Régulièrement, la comédienne qui vit et joue en Suisse avec sa compagnie, plie sa tente et sur son chemin fait halte à Luxembourg, puis s’installe, le temps du Festival à Avignon avant de regagner son pays. Une vie d’artiste souvent sur les routes, et prête à partir avec son camion-chapiteau, à la recherche d’un public accueillant, notamment au TNL ou au TOL.
Avec son nouveau spectacle, Cyrano, Phèdre et les autres…, créé sous l’œil extérieur de Tiphanie Devezin, elle jette un regard en arrière sur sa vie d’artiste et reste accrochée, le temps du spectacle, aux rôles qu’un comédien aurait voulu jouer mais l’occasion ne s’est pas encore présentée. Elle débarque, s’installe devant sa coiffeuse de loge avec le miroir entouré de petites lampes, au fond le drapé de velours rouge, par terre, une perruque, un seau avec une épée, des cothurnes pour se grandir, des accessoires de comédien. De là surgissent les souvenirs et les désirs. Pour un comédien, le théâtre est sa maison, son chez-soi.
Se concrétisent aussi les rêves de rôles, en particulier sous forme de monologues qui mettent en évidence les conflits intérieurs, les doutes et les espoirs du personnage-clé : de grands moments de théâtre avec la beauté, la force, l’humour que la comédienne voudrait partager avec le public et mettre en évidence le rapport entre le théâtre et la vie, tout en intégrant, à l’occasion, le contact direct avec tel spectateur.
Pour commencer et couper court à toute discussion « pour ou contre le théâtre », le texte Le Théâtre obligatoire de Karl Valentin, sur le modèle de l’obligation scolaire, donne le ton. Suit un condensé de grands monologues classiques du Répertoire, replacés dans leur contexte.
Citons L’aveu de Phèdre de Racine, évoquant la fureur de l’amour, montrant le désir et sa folie, en tombant amoureux de celui qu’il ne faut pas, commente la comédienne. La tirade du nez de Cyrano de Bergerac avec le fameux « Moi, monsieur, si j’avais un tel nez, il faudrait sur-le-champ que je me l’amputasse ! », une allusion aux critiques. Rappelons-nous aussi le début du célèbre monologue de L’Avare de Molière. « Au voleur ! au voleur ! à l’assassin ! au meurtrier ! Justice, juste ciel ! Je suis perdu, je suis assassiné, on m’a coupé la gorge, on m’a dérobé mon argent. »
Rappelons-nous aussi Don Diègue dans Le Cid de Corneille : « Ô rage, Ô désespoir ! Ô vieillesse ennemie ! N’ai-je donc tant vécu que pour cette infamie ? » des cris désespérés, montrant le désir de vengeance et la faiblesse de la vieillesse. L’actrice dépeint chaque univers, dans lequel est né le monologue et entraine le public à l’accompagner, parfois dans son jugement, pour le mener au monologue suivant, tout en faisant une allusion sur la source du texte pour guider le public.
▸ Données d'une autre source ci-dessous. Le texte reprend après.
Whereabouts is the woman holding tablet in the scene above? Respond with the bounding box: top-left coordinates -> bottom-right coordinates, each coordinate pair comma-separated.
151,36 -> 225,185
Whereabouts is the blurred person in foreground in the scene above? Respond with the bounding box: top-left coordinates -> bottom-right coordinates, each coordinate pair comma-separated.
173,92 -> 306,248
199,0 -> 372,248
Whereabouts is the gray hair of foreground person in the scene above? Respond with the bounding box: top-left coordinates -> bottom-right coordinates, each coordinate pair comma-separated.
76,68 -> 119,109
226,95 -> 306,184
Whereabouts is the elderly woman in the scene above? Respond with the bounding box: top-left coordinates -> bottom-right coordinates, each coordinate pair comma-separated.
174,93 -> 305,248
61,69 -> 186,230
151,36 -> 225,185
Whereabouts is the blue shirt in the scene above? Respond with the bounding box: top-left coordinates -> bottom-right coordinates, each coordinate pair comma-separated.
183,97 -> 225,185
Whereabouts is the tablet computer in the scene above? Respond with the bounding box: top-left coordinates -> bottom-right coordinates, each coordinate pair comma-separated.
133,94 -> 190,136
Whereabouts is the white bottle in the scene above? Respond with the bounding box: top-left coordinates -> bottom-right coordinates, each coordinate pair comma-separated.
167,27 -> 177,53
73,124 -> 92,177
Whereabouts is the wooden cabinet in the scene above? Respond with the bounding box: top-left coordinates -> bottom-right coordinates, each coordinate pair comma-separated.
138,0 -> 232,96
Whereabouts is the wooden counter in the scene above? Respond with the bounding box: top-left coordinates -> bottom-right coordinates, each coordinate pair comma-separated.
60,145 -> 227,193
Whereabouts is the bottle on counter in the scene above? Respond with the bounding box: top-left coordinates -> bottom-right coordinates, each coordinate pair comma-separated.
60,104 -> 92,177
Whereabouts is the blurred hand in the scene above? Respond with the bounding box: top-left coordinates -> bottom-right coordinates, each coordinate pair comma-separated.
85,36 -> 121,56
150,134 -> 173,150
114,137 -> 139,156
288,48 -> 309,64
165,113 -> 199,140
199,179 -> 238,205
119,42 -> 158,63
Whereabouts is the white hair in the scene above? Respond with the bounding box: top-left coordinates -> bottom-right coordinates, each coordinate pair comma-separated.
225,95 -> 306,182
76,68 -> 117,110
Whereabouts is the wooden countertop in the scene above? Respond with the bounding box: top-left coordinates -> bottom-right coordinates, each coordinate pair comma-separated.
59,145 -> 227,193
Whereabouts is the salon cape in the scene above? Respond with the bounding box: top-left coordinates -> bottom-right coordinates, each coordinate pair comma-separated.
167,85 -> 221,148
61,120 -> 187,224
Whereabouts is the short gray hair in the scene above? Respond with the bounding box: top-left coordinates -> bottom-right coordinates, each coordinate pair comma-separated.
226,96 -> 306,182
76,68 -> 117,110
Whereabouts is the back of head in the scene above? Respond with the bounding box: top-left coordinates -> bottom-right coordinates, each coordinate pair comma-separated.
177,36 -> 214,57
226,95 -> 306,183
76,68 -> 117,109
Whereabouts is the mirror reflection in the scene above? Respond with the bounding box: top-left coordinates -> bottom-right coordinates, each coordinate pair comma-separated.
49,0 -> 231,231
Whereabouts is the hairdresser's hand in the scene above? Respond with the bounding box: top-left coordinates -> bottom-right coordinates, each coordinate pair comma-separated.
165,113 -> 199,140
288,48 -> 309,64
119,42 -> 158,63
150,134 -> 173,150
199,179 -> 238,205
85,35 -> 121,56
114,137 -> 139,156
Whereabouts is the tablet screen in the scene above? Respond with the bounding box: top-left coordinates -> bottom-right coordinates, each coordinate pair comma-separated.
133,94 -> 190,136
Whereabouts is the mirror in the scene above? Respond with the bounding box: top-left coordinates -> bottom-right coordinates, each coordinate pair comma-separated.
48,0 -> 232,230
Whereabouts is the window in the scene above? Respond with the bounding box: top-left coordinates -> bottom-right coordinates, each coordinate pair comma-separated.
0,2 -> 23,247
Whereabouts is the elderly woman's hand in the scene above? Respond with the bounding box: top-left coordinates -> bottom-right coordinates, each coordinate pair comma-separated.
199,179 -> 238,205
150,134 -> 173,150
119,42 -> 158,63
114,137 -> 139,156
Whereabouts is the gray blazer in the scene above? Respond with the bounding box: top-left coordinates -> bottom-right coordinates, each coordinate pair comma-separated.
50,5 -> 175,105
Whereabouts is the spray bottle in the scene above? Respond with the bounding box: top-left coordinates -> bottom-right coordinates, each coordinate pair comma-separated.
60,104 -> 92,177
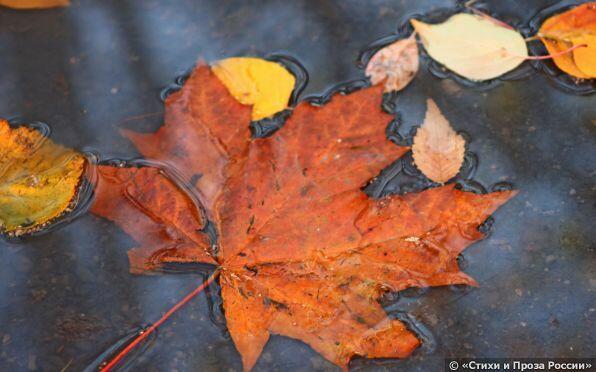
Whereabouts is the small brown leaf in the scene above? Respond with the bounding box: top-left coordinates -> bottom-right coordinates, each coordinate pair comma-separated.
412,99 -> 466,183
365,34 -> 419,92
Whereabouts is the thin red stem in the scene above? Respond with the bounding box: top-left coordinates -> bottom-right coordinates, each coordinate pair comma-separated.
526,44 -> 588,60
100,270 -> 219,372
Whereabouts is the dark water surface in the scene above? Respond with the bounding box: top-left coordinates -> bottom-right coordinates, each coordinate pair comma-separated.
0,0 -> 596,371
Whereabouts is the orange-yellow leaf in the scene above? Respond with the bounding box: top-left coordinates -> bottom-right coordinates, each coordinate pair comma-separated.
94,66 -> 514,370
412,99 -> 466,183
91,165 -> 215,273
538,2 -> 596,79
365,34 -> 419,92
0,0 -> 70,9
0,120 -> 86,235
212,57 -> 296,120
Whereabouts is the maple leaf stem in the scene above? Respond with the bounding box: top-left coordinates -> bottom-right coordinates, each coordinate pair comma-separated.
526,44 -> 588,60
100,269 -> 220,372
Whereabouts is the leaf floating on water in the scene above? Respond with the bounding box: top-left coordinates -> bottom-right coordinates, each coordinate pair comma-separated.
0,120 -> 86,235
538,2 -> 596,79
412,99 -> 466,183
98,66 -> 514,370
410,13 -> 528,81
91,165 -> 215,273
212,57 -> 296,120
0,0 -> 70,9
365,34 -> 419,92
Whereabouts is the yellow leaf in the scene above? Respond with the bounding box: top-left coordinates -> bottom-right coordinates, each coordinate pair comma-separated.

Ce condensé de monologues que Isabelle Bonillo remet dans leur contexte tout en insinuant leur signification « éternelle », sont suivis de courts textes de transition qui font allusion à la vie quotidienne des comédiens qu’on peut transposer à la réalité d’aujourd’hui.
L’ensemble est transposé avec une telle aisance, un tel vécu intérieur qui passe de la comédienne au spectateur, qu’on se dit : celle-là est la comédienne-née, qui vit dans ce qu’elle joue et arrive à le transmettre avec une aisance stupéfiante. Elle passe d’une atmosphère à l’autre, entraînant le public, souvent avec humour, enchaîne d’un monologue à l’autre en lui parlant de l’homme, de comportements qu’on peut transposer d’hier à aujourd’hui.
Isabelle Bonillo vit dans les textes sans pour autant perdre de vue le public, elle est à son écoute, ce qui permet de s’adresser plus directement à l’un ou à l’autre, en déployant son talent d’inventivité. Cyrano, Phèdre et les autres … est un vrai plaisir pour ceux qui aiment le théâtre.